The publication of the Cass Review last Wednesday serves as a critical wake-up call for policymakers, medical professionals, and ideologues alike. This independent four-year review of gender identity services for young people is a pivotal moment that demands recognition, and its findings must not be diminished.

The 398-page report, written by Dr Hilary Cass OBE, has made 32 recommendations. Several of these affirm what many of us have known for some time: gender care for young people requires rapid remodelling.

The report acknowledges that the rise in gender confusion among children and young people stems from more than just gender dysphoria. It also highlights the toxic polarisation in the transgender debate. We urgently need more nuanced and evidence-based approaches in addressing these sensitive, complex issues.

The increase in referrals to the NHS’s gender identity development services (Gids) is a pressing concern. Between 2009 and 2021 there has been just under a 10,000 per cent increase in referrals. Figures rose dramatically, particularly among those assigned female at birth.

Cass rightly attributes part of this rise to socio-cultural factors and the significant rise in social media usage. Young people in the report consistently cited difficulties in finding trusted information. Meanwhile, some online influencers even encourage secrecy from parents.

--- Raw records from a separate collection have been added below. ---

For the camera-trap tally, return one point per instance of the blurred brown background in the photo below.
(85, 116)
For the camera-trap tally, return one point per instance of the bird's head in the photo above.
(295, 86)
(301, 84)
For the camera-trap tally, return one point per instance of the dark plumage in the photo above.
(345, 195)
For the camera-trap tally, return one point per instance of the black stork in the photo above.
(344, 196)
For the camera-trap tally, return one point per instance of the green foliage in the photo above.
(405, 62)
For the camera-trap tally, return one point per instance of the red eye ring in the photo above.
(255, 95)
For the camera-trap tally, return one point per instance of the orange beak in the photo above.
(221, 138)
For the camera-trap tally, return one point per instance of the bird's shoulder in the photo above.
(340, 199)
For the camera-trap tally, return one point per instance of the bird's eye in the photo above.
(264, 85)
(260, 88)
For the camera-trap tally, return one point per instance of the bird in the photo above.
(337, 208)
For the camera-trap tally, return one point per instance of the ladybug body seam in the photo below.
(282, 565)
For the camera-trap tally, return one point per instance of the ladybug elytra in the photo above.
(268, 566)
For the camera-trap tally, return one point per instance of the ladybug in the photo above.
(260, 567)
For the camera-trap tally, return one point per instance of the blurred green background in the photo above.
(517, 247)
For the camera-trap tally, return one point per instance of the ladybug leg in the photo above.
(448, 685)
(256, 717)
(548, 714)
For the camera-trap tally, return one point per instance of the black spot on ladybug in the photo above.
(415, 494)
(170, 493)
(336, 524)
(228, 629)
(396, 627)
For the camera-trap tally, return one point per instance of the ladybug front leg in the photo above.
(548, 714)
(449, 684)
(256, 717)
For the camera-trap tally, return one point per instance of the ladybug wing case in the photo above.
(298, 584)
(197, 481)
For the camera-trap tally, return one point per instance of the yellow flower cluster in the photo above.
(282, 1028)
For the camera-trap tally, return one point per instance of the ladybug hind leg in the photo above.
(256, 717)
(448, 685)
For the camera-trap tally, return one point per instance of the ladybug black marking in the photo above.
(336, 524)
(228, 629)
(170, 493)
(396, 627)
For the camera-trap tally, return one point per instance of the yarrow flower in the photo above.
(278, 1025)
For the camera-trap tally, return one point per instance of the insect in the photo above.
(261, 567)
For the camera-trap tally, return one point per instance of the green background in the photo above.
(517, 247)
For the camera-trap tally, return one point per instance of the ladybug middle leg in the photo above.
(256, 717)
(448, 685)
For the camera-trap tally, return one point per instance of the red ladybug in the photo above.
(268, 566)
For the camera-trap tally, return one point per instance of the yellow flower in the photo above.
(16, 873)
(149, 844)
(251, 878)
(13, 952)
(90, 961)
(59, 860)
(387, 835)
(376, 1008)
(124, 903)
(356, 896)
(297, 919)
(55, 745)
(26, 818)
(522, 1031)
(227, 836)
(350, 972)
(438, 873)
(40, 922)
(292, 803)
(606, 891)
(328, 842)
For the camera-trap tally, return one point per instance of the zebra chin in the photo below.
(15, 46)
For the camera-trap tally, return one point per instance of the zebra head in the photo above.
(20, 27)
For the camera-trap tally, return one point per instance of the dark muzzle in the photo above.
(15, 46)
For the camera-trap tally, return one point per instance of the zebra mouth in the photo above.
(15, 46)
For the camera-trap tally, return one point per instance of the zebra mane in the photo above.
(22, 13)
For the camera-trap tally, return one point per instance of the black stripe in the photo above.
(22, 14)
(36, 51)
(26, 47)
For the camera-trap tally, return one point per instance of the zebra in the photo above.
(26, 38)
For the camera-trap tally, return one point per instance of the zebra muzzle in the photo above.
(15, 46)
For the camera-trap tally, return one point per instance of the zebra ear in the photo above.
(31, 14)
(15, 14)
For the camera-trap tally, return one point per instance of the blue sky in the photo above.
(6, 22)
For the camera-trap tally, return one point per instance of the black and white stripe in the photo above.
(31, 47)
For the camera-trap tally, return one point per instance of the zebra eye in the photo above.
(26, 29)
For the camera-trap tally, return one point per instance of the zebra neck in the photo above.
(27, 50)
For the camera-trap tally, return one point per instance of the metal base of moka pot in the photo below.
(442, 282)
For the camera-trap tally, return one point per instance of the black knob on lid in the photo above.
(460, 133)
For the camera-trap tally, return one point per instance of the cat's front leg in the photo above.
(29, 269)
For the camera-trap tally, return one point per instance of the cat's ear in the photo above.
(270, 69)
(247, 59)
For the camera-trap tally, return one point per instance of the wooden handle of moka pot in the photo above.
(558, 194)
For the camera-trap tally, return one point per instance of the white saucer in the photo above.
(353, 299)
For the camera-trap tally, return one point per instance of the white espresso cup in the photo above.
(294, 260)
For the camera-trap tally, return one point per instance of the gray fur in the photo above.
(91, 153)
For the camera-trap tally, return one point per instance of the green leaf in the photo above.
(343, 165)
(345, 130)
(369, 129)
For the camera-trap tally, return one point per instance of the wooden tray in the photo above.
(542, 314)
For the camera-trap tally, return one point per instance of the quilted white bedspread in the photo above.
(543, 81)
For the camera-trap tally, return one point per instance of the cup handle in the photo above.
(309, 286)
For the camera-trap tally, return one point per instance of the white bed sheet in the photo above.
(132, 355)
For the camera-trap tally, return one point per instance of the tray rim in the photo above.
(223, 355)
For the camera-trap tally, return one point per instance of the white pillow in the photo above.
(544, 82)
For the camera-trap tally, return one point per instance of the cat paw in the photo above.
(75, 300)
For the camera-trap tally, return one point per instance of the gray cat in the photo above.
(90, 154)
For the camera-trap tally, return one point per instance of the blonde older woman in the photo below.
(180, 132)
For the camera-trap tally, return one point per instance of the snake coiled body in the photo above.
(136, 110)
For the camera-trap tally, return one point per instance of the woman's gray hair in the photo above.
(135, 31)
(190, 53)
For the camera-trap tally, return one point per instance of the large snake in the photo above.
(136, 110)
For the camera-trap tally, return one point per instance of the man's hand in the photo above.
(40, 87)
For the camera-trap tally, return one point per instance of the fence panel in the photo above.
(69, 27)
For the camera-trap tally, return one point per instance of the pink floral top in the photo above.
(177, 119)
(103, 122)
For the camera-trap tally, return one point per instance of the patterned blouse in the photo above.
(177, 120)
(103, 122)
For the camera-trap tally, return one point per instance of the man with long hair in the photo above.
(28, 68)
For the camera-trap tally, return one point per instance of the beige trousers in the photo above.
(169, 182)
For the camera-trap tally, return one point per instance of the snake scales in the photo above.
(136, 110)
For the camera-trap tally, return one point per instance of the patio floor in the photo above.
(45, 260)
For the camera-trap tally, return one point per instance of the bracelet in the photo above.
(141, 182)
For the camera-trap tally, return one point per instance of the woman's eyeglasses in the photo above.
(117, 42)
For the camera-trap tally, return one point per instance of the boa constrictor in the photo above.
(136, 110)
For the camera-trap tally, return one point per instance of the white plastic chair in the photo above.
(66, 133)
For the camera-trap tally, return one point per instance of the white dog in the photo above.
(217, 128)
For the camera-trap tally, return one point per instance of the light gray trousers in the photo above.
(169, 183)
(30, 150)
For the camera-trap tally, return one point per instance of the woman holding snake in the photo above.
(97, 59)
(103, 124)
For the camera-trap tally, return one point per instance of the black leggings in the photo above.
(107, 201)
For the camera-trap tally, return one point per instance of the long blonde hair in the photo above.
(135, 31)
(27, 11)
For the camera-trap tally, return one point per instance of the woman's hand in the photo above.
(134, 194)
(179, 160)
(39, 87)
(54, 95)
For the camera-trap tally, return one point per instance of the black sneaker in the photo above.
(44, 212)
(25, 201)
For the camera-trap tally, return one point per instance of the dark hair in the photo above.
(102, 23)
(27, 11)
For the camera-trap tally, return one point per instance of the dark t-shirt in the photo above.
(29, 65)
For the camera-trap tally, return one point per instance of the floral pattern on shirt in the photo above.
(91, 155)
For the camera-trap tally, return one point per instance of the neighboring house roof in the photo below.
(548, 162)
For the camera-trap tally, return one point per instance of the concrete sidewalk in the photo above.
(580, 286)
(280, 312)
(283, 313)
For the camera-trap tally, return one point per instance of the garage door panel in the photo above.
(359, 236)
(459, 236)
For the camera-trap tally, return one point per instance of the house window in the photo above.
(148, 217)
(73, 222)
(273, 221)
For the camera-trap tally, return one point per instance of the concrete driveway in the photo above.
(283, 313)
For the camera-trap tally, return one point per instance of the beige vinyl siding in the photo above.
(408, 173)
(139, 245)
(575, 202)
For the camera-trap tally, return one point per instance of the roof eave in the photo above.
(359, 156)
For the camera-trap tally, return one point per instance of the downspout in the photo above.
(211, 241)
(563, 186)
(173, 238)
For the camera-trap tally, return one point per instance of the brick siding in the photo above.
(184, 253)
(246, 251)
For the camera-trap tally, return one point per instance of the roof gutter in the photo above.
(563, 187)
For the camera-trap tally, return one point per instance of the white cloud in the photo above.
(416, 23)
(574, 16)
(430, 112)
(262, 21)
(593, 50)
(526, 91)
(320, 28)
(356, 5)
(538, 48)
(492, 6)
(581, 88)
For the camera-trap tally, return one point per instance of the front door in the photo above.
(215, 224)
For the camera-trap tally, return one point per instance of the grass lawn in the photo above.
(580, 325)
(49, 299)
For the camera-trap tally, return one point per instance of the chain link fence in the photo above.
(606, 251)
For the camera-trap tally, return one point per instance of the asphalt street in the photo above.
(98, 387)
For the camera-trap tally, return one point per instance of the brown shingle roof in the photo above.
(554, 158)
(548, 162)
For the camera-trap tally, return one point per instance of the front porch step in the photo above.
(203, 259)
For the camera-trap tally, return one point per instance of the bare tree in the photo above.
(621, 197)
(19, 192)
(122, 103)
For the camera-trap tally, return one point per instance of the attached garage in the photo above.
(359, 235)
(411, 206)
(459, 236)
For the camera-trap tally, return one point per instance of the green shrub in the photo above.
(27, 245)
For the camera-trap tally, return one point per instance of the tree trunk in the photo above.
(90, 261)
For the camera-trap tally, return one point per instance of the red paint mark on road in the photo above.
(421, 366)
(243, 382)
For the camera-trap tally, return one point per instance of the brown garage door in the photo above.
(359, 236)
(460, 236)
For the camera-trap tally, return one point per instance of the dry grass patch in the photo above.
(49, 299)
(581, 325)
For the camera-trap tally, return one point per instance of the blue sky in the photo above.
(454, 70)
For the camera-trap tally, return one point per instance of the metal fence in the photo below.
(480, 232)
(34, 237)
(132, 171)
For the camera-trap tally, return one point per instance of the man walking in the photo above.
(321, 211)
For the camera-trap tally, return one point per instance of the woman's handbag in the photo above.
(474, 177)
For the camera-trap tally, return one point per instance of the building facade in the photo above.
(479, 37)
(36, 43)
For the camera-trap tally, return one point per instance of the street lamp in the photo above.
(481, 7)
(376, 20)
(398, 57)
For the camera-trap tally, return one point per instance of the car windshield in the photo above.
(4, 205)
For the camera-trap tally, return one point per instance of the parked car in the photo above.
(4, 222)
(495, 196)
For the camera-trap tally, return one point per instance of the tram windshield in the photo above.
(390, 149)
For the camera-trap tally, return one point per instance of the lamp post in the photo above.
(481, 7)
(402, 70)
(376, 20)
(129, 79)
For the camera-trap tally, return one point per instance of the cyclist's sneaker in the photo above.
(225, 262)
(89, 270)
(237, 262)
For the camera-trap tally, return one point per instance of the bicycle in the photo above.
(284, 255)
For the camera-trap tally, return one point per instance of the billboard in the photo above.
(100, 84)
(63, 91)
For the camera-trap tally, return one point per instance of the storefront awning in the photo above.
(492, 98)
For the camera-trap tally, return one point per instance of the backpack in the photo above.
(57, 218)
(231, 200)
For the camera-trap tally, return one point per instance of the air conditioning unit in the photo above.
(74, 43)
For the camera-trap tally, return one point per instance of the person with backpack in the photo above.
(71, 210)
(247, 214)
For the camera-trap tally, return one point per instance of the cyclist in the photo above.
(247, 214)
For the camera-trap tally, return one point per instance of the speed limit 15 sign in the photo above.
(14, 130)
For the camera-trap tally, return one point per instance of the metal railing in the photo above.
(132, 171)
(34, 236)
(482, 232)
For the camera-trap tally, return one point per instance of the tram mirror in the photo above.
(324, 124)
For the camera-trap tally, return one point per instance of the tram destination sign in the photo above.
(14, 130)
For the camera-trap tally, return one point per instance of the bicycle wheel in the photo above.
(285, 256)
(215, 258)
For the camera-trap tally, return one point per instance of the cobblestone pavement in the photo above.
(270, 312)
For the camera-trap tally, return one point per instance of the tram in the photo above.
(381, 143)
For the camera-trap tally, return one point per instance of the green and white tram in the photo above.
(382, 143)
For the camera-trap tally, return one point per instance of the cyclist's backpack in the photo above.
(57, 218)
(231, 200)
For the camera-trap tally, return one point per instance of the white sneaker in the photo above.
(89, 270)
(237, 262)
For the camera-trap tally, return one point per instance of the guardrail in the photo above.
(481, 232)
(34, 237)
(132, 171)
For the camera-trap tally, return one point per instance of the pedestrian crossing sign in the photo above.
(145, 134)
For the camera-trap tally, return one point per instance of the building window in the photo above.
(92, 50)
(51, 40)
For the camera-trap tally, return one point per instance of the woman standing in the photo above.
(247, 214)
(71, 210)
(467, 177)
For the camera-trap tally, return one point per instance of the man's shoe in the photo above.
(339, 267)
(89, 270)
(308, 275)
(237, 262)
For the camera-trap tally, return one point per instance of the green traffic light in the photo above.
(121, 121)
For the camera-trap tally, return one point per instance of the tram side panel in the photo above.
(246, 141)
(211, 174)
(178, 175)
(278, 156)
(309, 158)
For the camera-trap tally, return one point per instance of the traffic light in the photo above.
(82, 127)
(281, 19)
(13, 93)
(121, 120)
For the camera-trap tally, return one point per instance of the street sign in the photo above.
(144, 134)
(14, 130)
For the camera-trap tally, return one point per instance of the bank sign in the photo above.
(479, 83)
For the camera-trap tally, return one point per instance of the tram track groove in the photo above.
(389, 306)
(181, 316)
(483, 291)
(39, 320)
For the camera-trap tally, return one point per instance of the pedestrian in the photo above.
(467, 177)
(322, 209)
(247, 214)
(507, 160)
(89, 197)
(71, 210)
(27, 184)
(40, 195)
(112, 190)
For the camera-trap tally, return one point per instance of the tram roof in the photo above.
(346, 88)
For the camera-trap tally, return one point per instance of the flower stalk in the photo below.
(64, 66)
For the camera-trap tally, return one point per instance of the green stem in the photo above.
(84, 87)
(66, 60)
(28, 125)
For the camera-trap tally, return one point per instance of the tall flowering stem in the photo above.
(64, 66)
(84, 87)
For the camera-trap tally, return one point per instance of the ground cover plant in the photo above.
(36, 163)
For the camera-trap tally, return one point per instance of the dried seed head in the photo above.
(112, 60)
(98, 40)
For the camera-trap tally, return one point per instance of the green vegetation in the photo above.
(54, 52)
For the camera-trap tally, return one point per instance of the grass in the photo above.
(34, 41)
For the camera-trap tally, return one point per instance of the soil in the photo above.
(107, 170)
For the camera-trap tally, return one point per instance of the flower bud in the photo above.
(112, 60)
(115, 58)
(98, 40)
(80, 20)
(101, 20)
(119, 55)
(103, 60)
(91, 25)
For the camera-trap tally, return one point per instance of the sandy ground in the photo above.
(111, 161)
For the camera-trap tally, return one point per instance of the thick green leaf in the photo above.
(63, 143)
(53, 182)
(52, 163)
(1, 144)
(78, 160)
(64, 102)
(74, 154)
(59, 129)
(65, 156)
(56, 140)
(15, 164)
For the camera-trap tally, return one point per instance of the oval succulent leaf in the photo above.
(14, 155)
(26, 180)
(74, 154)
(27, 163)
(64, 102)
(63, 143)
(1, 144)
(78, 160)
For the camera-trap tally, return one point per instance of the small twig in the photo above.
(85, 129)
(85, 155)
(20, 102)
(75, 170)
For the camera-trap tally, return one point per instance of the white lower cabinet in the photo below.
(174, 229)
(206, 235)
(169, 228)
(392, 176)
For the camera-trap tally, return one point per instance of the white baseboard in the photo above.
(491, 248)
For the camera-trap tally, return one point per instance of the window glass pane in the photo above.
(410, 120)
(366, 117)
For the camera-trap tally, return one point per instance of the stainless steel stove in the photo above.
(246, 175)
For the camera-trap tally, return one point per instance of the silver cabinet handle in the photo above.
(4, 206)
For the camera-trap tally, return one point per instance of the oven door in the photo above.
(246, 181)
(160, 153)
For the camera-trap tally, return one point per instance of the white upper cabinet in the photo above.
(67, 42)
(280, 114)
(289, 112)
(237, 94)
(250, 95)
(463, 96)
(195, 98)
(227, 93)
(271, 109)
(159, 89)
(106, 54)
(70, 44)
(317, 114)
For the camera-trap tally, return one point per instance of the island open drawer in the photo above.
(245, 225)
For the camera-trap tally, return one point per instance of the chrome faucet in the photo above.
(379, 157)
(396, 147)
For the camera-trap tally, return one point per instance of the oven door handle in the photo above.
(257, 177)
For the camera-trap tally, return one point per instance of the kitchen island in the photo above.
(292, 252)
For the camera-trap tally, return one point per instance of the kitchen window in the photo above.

Children are heavily influenced by online content and are often more susceptible to social influence than guidance from professionals.

The broader mental health crisis among adolescents is also to blame. The report noted marked increases in self-harm and eating disorders, particularly among girls.

It is no coincidence that there is a higher prevalence of those with autism spectrum disorder purporting gender distress. Also, many de-transitioners retrospectively cite poor mental health pre-transition. Patients must receive the appropriate treatment, whether this be gender-related care, or mental health support.

Adolescence is a difficult period. It is dangerous to blindly affirm anyone experiencing gender incongruence at such a fundamental time. A 15-year longitudinal study of 2,700 children found most of those experiencing gender non-contentedness during adolescence grew out of it. These results help adolescents realise that it is normal to have doubts about their gender identity.

This is not to say that some of those experiencing gender incongruence should not be allowed to transition. However, it is hard to justify medical interventions on the basis of weak evidence. It is irresponsible, and counterproductive to the trans cause. Hormone treatments should be allowed at 16 for those diagnosed with gender dysphoria. 16-year-olds can consent to sex, leave home, join the army, or even get married. However, as Cass notes, hormones must be prescribed with extreme caution.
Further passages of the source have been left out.